Wednesday, April 2, 2008

Speaker Thursday April 3


The next lecture features Mr. Tom Boden, Director of the World Data Center for Atmospheric Trace Gases and of the Carbon Dioxide Information Analysis Center of the Environmental Sciences Division in the Oak Ridge National Laboratory. After graduating from the Institute of Environmental Sciences with a concentration in Applied Ecology, Mr. Boden and his family moved to Tennessee where he began work with the Oak Ridge National Laboratory. His professional interests include archival, analysis, documentation, and distribution of global climate-change-related databases, or the trends in atmospheric trace gas concentrations and CO2 emissions resulting from fossil fuel burning. The Carbon Dioxide Information Analysis Center is the primary climate-change data and information analysis center of the U.S. Department of Energy. CDIAC's data holdings include records of the concentrations of carbon dioxide and other radiatively active gases in the atmosphere; the role of the terrestrial biosphere and the oceans in the biogeochemical cycles of greenhouse gases; emissions of carbon dioxide to the atmosphere; long-term climate trends; the effects of elevated carbon dioxide on vegetation; and the vulnerability of coastal areas to rising sea level.
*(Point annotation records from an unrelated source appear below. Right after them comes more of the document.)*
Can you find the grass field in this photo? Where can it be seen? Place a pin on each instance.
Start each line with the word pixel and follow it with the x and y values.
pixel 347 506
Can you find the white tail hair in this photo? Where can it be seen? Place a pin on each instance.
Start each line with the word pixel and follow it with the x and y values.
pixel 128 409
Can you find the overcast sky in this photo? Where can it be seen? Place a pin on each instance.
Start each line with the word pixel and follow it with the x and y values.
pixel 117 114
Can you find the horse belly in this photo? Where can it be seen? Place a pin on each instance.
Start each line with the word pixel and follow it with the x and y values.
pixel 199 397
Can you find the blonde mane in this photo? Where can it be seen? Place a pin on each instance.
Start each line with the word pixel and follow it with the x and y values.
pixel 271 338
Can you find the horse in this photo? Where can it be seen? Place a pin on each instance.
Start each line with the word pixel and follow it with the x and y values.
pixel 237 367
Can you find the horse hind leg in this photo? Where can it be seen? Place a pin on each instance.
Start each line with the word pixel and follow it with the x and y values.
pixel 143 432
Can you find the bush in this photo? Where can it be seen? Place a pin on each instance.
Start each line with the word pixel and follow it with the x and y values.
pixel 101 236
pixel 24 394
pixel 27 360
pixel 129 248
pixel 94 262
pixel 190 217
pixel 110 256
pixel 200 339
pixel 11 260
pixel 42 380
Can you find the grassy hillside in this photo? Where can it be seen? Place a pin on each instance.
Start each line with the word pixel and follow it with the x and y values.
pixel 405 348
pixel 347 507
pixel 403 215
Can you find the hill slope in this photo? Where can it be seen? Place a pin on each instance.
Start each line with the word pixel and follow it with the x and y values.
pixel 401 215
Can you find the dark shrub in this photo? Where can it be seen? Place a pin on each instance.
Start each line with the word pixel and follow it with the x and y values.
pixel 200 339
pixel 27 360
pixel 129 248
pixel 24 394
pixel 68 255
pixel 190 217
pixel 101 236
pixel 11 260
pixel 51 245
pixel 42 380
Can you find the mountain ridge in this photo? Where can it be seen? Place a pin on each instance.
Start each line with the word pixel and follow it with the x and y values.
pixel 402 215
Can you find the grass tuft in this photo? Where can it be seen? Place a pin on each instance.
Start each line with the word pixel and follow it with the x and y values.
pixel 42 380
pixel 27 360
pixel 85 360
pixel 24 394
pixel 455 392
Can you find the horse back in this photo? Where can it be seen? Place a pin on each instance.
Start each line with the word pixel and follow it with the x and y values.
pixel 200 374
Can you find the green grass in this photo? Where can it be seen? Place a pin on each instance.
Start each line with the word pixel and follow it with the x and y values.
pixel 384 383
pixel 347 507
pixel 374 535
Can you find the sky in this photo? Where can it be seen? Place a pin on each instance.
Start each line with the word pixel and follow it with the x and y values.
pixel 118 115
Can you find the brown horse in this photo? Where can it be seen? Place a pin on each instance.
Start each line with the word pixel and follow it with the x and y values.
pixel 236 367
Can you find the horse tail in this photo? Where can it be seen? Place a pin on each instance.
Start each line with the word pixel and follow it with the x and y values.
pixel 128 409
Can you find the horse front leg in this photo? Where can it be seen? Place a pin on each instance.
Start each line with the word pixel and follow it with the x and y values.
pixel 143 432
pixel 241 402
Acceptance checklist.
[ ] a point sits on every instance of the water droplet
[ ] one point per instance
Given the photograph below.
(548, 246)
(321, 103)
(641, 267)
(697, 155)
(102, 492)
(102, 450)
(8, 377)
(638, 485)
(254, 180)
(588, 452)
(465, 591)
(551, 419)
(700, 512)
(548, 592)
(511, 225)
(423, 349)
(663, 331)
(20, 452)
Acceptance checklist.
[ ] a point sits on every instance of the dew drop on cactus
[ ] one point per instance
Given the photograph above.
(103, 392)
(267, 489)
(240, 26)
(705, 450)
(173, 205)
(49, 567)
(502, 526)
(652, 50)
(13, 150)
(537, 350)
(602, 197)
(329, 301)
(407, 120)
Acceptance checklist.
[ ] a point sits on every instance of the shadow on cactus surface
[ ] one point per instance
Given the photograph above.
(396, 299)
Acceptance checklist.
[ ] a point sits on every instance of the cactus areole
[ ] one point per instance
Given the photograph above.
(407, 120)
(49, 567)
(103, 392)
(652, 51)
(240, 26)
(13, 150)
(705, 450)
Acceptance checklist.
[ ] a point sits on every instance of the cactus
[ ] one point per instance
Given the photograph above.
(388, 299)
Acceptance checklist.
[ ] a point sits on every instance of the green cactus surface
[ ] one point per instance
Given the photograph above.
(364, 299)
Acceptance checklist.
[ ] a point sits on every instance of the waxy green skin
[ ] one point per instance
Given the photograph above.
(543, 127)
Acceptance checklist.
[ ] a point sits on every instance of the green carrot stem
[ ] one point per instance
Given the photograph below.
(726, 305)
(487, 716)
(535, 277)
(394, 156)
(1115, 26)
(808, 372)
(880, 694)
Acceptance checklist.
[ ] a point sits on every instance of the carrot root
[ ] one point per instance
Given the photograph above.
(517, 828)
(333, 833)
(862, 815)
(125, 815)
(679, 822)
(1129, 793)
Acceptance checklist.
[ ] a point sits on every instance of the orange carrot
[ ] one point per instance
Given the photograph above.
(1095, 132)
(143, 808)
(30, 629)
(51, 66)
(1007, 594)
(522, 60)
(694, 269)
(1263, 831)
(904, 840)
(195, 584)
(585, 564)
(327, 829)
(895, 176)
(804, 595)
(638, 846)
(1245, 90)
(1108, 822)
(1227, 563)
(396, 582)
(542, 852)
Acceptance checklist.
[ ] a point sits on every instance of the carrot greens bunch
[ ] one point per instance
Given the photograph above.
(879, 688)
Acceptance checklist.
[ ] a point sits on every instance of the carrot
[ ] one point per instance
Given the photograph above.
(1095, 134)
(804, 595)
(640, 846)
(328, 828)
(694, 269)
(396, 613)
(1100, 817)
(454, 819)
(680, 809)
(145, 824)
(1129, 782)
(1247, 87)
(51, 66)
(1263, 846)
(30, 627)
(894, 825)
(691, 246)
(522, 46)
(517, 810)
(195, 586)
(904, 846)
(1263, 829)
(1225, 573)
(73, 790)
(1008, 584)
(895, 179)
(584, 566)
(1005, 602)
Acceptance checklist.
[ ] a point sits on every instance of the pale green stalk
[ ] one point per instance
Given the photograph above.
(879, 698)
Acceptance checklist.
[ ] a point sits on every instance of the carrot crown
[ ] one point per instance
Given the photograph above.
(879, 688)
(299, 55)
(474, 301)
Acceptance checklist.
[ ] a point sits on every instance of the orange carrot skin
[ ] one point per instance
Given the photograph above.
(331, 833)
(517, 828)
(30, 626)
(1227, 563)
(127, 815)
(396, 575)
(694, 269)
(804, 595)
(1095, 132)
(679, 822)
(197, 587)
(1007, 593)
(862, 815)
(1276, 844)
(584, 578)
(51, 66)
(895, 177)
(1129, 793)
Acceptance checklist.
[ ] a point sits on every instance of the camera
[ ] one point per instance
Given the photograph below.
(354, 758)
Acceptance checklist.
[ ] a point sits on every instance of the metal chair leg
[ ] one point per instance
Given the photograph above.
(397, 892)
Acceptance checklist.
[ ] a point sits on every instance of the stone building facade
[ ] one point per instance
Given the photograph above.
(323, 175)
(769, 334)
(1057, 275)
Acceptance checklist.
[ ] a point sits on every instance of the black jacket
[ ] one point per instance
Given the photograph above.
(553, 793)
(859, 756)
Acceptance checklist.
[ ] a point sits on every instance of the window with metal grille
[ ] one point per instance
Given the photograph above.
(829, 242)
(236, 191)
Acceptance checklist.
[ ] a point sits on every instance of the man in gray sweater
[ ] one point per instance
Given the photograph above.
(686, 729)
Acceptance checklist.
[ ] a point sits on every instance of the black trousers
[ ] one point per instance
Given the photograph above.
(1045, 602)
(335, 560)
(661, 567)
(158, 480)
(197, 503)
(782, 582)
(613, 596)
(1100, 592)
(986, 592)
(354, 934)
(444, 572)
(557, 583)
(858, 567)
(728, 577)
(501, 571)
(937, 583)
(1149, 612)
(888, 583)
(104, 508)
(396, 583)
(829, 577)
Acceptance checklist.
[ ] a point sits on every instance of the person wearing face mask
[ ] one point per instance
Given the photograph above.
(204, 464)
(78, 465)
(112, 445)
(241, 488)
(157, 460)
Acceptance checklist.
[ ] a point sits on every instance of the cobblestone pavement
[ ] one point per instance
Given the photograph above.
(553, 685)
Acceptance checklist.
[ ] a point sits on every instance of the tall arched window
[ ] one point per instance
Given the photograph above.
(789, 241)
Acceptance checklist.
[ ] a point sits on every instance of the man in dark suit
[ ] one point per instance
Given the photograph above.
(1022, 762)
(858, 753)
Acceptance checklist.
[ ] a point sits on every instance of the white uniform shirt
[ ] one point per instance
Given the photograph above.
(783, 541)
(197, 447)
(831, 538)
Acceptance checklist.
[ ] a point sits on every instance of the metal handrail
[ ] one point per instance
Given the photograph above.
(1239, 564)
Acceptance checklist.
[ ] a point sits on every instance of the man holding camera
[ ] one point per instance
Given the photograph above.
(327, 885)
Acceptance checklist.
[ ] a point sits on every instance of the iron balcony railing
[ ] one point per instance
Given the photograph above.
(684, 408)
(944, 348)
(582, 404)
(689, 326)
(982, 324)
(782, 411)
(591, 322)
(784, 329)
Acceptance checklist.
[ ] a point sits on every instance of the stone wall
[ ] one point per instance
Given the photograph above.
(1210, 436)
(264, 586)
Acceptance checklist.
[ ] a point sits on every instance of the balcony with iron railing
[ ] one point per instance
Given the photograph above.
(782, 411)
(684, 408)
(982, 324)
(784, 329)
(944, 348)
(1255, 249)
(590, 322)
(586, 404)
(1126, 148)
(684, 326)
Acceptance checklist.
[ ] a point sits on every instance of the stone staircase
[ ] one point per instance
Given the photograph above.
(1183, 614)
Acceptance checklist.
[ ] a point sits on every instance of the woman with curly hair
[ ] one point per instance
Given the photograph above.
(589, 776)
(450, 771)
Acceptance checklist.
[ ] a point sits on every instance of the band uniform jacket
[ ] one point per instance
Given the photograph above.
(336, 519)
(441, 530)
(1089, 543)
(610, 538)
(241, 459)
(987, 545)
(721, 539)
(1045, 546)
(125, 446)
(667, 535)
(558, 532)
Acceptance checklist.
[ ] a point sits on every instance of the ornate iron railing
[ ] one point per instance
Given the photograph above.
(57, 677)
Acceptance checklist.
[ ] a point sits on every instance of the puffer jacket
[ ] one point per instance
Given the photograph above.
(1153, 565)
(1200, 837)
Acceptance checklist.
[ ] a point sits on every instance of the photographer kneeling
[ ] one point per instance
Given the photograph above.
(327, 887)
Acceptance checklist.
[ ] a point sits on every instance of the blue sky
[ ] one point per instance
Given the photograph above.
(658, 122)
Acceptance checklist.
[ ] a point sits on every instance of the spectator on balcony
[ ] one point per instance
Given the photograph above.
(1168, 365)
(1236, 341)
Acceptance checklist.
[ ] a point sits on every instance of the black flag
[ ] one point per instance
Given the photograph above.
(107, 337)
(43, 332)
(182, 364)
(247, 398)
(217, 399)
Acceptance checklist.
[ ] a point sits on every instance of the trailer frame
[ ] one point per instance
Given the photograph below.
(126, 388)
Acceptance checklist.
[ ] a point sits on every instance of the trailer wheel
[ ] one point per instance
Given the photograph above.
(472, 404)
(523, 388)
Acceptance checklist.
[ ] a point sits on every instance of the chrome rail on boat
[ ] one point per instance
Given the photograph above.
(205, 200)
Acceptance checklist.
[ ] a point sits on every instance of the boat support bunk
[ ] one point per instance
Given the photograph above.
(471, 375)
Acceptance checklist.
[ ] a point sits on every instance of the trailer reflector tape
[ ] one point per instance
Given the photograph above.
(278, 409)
Mr. Boden’s lecture serves as continuation of the in-depth analysis and discussion of the topic of global climate change which has been at the forefront of recent Institute of Environmental Sciences’ events such as the Willeke Frontiers in Environmental Sciences’ lecture held last year whose guest lecturer was IPCC panelist, Dr. Neil Adger, and this past week’s Focus the Nation event during which nine Miami professors from seven different departments discussed climate change from the perspective of his or her discipline.